The higher melatonin level in patients with moderate-severe AD in this study deserves further investigation. Zhou et al. [12] has shown that melatonin levels in post-mortem cerebrospinal fluid (CSF) constantly decreases from MCI to severe AD. To the best of our knowledge, there is no published study that compares melatonin levels in peripheral blood in different stages of AD. The inconsistent finding between CSF and peripheral blood needs further clarification in future studies. Increased oxidative stress might play a role underlying processes of aging or neurodegenerative diseases. In an animal study, antioxidant enzymes such as NAD(P)H:quinone oxidoreductase 1, superoxide dismutase 1 and Sirtuin 1 were found increased in some brain regions in 3xTg-AD mice that expressed behavioral and psychological symptoms in dementia (BPSD)-like symptoms [45]. One of the functions of melatonin is to act as an antioxidant [6,46]. It might be likely that melatonin excretion increases in later phase of AD as a compensatory response for the defense of oxidative stress. This preliminary speculation deserves further studies. Moreover, sleeping patterns are sometimes backwards in moderate-severe AD patients. That might be one of the reasons why trough melatonin levels are rather elevated in the moderate-severe AD group.

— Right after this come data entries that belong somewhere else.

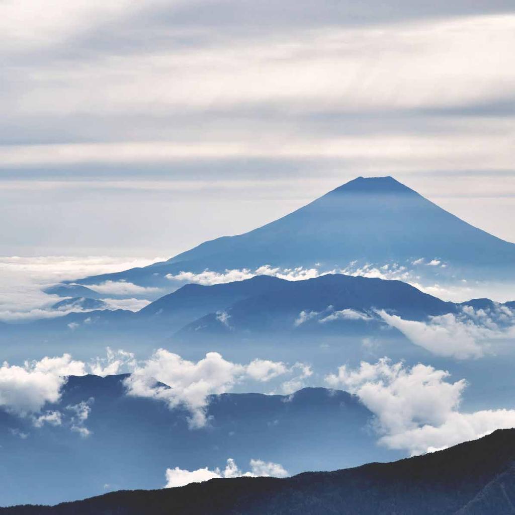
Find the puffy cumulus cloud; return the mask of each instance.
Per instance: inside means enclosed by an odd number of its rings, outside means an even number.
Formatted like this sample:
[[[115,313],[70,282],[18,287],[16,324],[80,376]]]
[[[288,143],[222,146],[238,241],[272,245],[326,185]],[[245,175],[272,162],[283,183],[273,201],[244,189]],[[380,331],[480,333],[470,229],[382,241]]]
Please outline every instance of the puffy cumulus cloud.
[[[65,376],[83,375],[83,363],[70,354],[26,362],[23,366],[4,362],[0,367],[0,406],[20,415],[39,411],[60,398]]]
[[[244,472],[238,468],[232,458],[227,460],[225,469],[221,470],[217,468],[210,470],[207,467],[196,470],[184,470],[179,468],[167,469],[166,488],[184,486],[192,483],[202,483],[215,478],[230,477],[286,477],[288,471],[278,463],[263,461],[260,459],[250,460],[250,470]]]
[[[109,347],[106,357],[97,357],[89,363],[74,360],[68,354],[45,356],[39,361],[27,360],[22,365],[4,362],[0,367],[0,408],[28,417],[36,427],[67,425],[84,435],[88,430],[83,422],[91,410],[92,400],[67,406],[72,416],[66,424],[62,413],[56,409],[43,411],[44,408],[61,400],[62,388],[70,375],[116,374],[124,368],[131,370],[135,364],[132,353],[113,351]]]
[[[515,426],[515,410],[460,412],[467,383],[451,382],[449,376],[431,366],[408,368],[383,358],[374,364],[363,362],[356,369],[344,365],[325,381],[357,395],[374,414],[381,443],[412,455]]]
[[[229,319],[231,315],[227,311],[217,311],[216,319],[226,327],[231,329],[231,324],[229,323]]]
[[[190,413],[190,427],[198,428],[207,422],[209,396],[229,391],[245,380],[266,382],[300,366],[296,364],[288,369],[280,362],[258,359],[243,365],[228,361],[217,352],[208,352],[194,363],[160,349],[134,366],[125,385],[129,395],[160,399],[171,408],[185,407]]]
[[[430,317],[427,321],[404,320],[384,310],[377,313],[414,344],[439,356],[480,357],[493,340],[515,337],[513,312],[501,305],[486,311],[465,306],[456,314]]]
[[[97,356],[92,359],[88,366],[92,374],[104,377],[119,373],[123,367],[132,370],[135,366],[134,355],[123,349],[113,350],[110,347],[106,349],[106,357]]]
[[[36,427],[42,427],[45,424],[50,425],[61,425],[62,424],[63,415],[60,411],[48,411],[39,417],[32,418],[32,423]]]
[[[81,401],[78,404],[66,407],[66,409],[73,414],[70,420],[71,431],[78,433],[82,438],[91,434],[91,432],[85,426],[84,423],[91,413],[91,406],[94,401],[95,399],[90,397],[87,401]]]
[[[106,256],[0,257],[0,282],[2,285],[0,320],[21,321],[63,316],[72,310],[52,309],[53,304],[62,299],[56,295],[47,295],[42,289],[77,277],[144,266],[161,259]],[[122,306],[109,307],[116,308]]]
[[[253,359],[247,366],[247,374],[258,381],[268,381],[287,371],[287,367],[282,362],[269,359]]]
[[[94,291],[106,295],[144,295],[146,294],[157,294],[161,291],[159,288],[140,286],[123,279],[121,281],[105,281],[98,284],[88,284],[88,287]]]

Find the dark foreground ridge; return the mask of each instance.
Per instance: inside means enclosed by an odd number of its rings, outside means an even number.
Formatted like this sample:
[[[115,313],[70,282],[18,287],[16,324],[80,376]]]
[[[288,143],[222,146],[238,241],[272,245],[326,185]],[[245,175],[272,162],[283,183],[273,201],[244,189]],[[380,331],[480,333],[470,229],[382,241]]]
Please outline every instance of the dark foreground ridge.
[[[1,515],[505,515],[514,512],[515,430],[389,464],[286,479],[215,479],[119,491]]]

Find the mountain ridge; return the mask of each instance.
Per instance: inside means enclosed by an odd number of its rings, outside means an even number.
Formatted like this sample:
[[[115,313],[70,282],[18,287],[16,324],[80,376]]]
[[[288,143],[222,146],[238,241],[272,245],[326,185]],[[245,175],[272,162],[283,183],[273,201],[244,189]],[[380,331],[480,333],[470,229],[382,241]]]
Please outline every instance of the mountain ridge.
[[[277,220],[204,242],[166,261],[78,282],[87,286],[125,280],[171,289],[174,276],[181,271],[312,267],[317,263],[330,270],[353,262],[406,265],[421,258],[448,264],[447,269],[419,269],[437,271],[442,280],[457,273],[498,277],[497,270],[515,278],[515,244],[467,224],[388,176],[354,179]]]
[[[174,510],[181,515],[500,515],[512,511],[514,462],[515,430],[499,430],[391,463],[283,479],[213,479],[162,490],[121,491],[54,507],[2,508],[0,514],[165,515]],[[504,486],[492,488],[500,477]],[[482,495],[485,489],[488,495]]]

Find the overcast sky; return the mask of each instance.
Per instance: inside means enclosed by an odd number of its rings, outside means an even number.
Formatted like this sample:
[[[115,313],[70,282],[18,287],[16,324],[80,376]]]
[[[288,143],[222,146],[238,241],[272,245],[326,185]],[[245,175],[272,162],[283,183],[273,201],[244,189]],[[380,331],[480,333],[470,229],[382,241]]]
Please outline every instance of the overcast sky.
[[[512,0],[4,0],[0,254],[171,255],[391,175],[515,241]]]

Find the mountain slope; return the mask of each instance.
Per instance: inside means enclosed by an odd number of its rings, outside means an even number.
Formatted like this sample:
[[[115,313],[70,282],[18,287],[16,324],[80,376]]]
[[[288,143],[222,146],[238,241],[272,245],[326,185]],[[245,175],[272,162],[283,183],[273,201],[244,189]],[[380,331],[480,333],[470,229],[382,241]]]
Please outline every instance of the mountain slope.
[[[282,479],[215,479],[179,488],[117,492],[54,507],[7,508],[0,514],[504,515],[513,512],[514,461],[515,430],[505,430],[393,463]],[[501,487],[500,478],[508,488]]]
[[[358,177],[278,220],[244,234],[206,242],[166,262],[87,278],[169,286],[167,274],[262,265],[345,267],[357,261],[403,265],[424,258],[475,279],[513,275],[515,244],[446,212],[392,177]],[[492,268],[494,267],[495,270]],[[424,273],[436,269],[426,267]],[[444,276],[448,271],[439,269]],[[452,274],[449,272],[451,277]]]
[[[236,302],[224,311],[223,316],[219,312],[195,321],[181,334],[198,336],[220,330],[273,332],[301,327],[319,333],[330,328],[359,331],[367,325],[382,325],[375,310],[383,309],[403,318],[423,320],[455,313],[457,306],[400,281],[327,274],[285,281],[280,288]],[[302,312],[305,320],[299,318]],[[322,320],[325,321],[321,324]]]
[[[30,418],[0,408],[0,505],[57,503],[108,490],[160,488],[168,467],[223,468],[233,458],[280,463],[292,473],[402,455],[366,433],[372,414],[345,392],[306,388],[293,396],[227,393],[208,399],[209,423],[190,428],[179,406],[126,394],[126,375],[71,377],[60,402],[58,426],[36,427]],[[89,413],[78,426],[75,411]],[[81,409],[83,411],[83,408]],[[108,486],[105,487],[104,485]]]

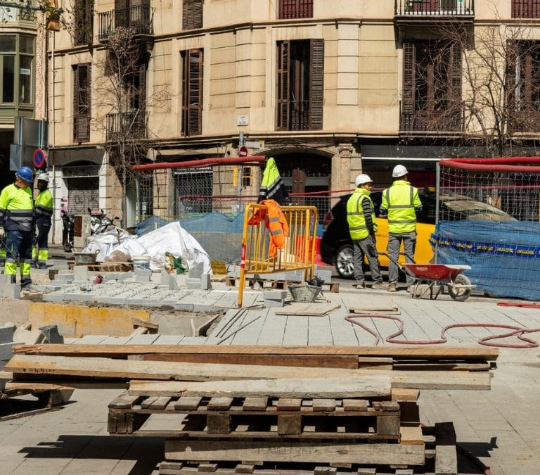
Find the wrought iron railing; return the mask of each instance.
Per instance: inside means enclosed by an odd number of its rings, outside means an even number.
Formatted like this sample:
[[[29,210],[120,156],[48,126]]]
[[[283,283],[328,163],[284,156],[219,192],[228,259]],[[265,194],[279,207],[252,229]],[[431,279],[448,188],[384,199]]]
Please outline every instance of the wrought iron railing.
[[[396,0],[396,15],[399,16],[454,17],[474,14],[475,0]]]
[[[107,114],[107,141],[117,140],[121,134],[130,139],[146,139],[146,115],[142,109],[124,112],[122,114]]]
[[[98,14],[99,40],[106,41],[115,28],[130,28],[134,34],[153,34],[150,6],[142,5],[129,8],[117,8]]]
[[[540,18],[540,0],[512,0],[513,18]]]

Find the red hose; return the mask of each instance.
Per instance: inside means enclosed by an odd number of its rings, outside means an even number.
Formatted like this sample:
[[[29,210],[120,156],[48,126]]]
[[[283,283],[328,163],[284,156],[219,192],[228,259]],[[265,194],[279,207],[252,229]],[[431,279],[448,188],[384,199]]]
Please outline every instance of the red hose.
[[[403,345],[437,345],[439,343],[446,343],[448,339],[444,336],[444,334],[447,330],[452,328],[460,328],[467,327],[481,327],[483,328],[504,328],[512,330],[508,333],[501,334],[499,335],[491,335],[488,336],[484,336],[478,340],[478,343],[480,345],[485,345],[486,346],[495,346],[499,348],[534,348],[538,346],[538,342],[534,340],[531,340],[523,336],[524,334],[534,333],[536,331],[540,331],[540,328],[527,329],[521,327],[515,327],[514,325],[505,325],[503,324],[497,323],[454,323],[451,325],[446,325],[441,330],[440,338],[437,340],[397,340],[396,336],[403,334],[404,332],[404,324],[403,320],[399,317],[394,317],[393,315],[384,315],[378,314],[364,314],[361,315],[351,314],[345,317],[345,319],[347,322],[358,325],[371,334],[372,334],[375,338],[374,345],[376,346],[380,338],[378,334],[374,330],[370,329],[365,324],[356,322],[355,319],[358,318],[384,318],[390,320],[394,320],[398,323],[399,329],[395,333],[393,333],[390,336],[385,338],[385,341],[387,343],[400,343]],[[518,339],[522,341],[526,342],[524,345],[517,345],[514,343],[488,343],[489,340],[495,340],[498,338],[507,338],[508,336],[517,336]]]

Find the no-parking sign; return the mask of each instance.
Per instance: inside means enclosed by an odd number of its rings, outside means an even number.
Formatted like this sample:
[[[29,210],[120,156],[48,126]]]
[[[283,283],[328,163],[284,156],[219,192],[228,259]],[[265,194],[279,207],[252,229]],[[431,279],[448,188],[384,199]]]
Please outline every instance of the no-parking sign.
[[[36,168],[43,168],[47,164],[47,153],[43,148],[36,148],[32,154],[32,161]]]

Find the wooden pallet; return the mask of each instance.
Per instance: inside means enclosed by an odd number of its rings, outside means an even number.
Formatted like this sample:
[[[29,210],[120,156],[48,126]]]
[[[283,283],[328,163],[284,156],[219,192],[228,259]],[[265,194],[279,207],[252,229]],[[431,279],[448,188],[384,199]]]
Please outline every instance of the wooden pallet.
[[[179,416],[174,429],[145,429],[153,414]],[[391,441],[400,438],[396,401],[265,397],[129,396],[109,405],[111,434],[167,437],[321,438]]]
[[[225,284],[231,287],[238,285],[240,281],[239,277],[227,277],[225,278]],[[252,287],[255,284],[258,284],[264,289],[276,289],[278,290],[287,290],[290,285],[296,285],[300,284],[298,280],[272,280],[269,279],[252,279],[247,277],[245,279],[246,286]],[[339,292],[339,282],[324,282],[322,284],[323,292]]]

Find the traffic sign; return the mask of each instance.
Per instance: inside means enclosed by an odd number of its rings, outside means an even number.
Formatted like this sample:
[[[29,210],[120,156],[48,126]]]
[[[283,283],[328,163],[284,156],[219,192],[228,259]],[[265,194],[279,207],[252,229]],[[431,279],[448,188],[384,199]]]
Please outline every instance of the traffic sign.
[[[32,161],[36,168],[43,168],[47,163],[47,153],[43,148],[36,148],[32,155]]]

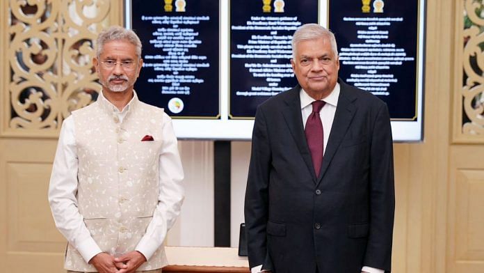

This study is limited in several aspects. Firstly, findings from this cross-sectional study cannot be extrapolated to longitudinal follow-up study. Secondly, although an earlier study found that melatonin levels in cerebrospinal fluid samples were similar to or lower than those in plasma by using chromatographic run by high-performance liquid chromatography (HPLC) [47], the peripheral blood-CNS relationship of melatonin still requires investigation in AD patients. In the meanwhile, using ELISA instead of HPLC for the measurement of melatonin level may be another limitation for this study. Thirdly, as aforementioned, the blood samplings were not at the same time for all participants, although we had restricted the blood sampling time to be within 8−12 AM. Determining the timing of the blood collection for melatonin measurement relative to each individual’s sleep-wake and light exposure-estimated trough via a sleep diary or actigraphy for the two weeks preceding the melatonin assessment would be of great help in future study. Fourthly, findings from Han Chinese require replication by other groups in various racial populations. Fifthly, depression scores need to be assessed in future study because depression in elderly people is a risk factor for the conversion of AD. Sixthly, the cognitive measurement in this study only included the total score of CDR and MMSE. More complete cognitive measurements should be included in future studies. Lastly, despite a thorough physical and mental work-up to exclude patients with comorbid mental or organic disorders, it was not possible to exclude with certainty other neurodegenerative diseases (e.g., Huntington’s disease and Parkinson’s disease) that may alter melatonin levels [48 -51].

In summary, trough melatonin levels in the peripheral blood decrease in MCI patients, but increase with the severity of cognitive deficits in patients with AD. It is too early to regard melatonin as a biomarker for cognitive aging. However, trough melatonin level has potential to be a biomarker for high risk population for developing AD [52]. Moreover, baseline melatonin level might be able to serve as a treatment response biomarker for melatonin therapy [53]. Combine multiple potential biomarkers for the assistance of diagnosis of AD is favorable because neurodegenerative diseases are substantially multifactorial. For instance, melatonin level combined with other potential assessments, e.g., D-amino acid oxidase [54] and b-amyloid [32] levels, may be a possible approach. In the future, the alteration of melatonin level in the progression from the early phase of AD to its later phase requires further investigation in prospective longitudinal larger scale studies in patients with different stages of cognitive decline. More importantly, whether melatonin, that has high-safety profiles, can be developed as a treatment for AD, especially in its early phase, needs to be testified in larger-scale randomized controlled trials [46].